Over-commercialism and the ethics of “gamification.” As I’ve written in the past, an overemphasis on game mechanics to engage fans (often called “gamification” in the business world) has the potential danger of making people too attached to the surface-level game, rather than to the core idea or goal being “gamified” in the first place. For instance, in the context of music fandom, this dilemma could take the form of fans feeling more attached to playing a given game than to the real artist behind it.
Gamified metrics and economics at large also introduce an extrinsic motivating factor that could potentially tarnish the “organic,” “pure” nature of much music fandom. In general, the wider gaming industry has faced several controversies and accusations in recent years around overcharging users and prioritizing commercialism over the player experience (e.g. through loot boxes). Hence music companies that enter this landscape should strike an important balance between recognizing the real market value of their work and keeping engagement opportunities fair, affordable and accessible to fans.

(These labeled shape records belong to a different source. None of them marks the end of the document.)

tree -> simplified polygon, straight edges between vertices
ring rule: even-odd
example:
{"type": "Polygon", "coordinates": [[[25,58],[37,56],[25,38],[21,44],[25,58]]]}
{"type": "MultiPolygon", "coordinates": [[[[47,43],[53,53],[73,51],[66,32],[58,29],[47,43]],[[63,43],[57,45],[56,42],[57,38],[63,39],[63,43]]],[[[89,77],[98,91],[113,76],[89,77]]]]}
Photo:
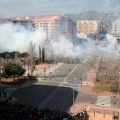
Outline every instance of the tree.
{"type": "Polygon", "coordinates": [[[25,71],[26,70],[22,66],[15,63],[8,63],[3,68],[3,74],[9,77],[12,76],[14,82],[15,82],[15,77],[22,76],[25,73],[25,71]]]}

2021 and beyond will present an amazing opportunity for music and gaming partnerships — not just for recognizing new sources of value in music and culture, but also for encouraging new forms of creative experimentation. By this time next year, there may likely be 15 more partnership tactics for the music and gaming industries to add to this list, as their mutual understanding and interest continue to grow. With an open mind, the world of possibility is endless.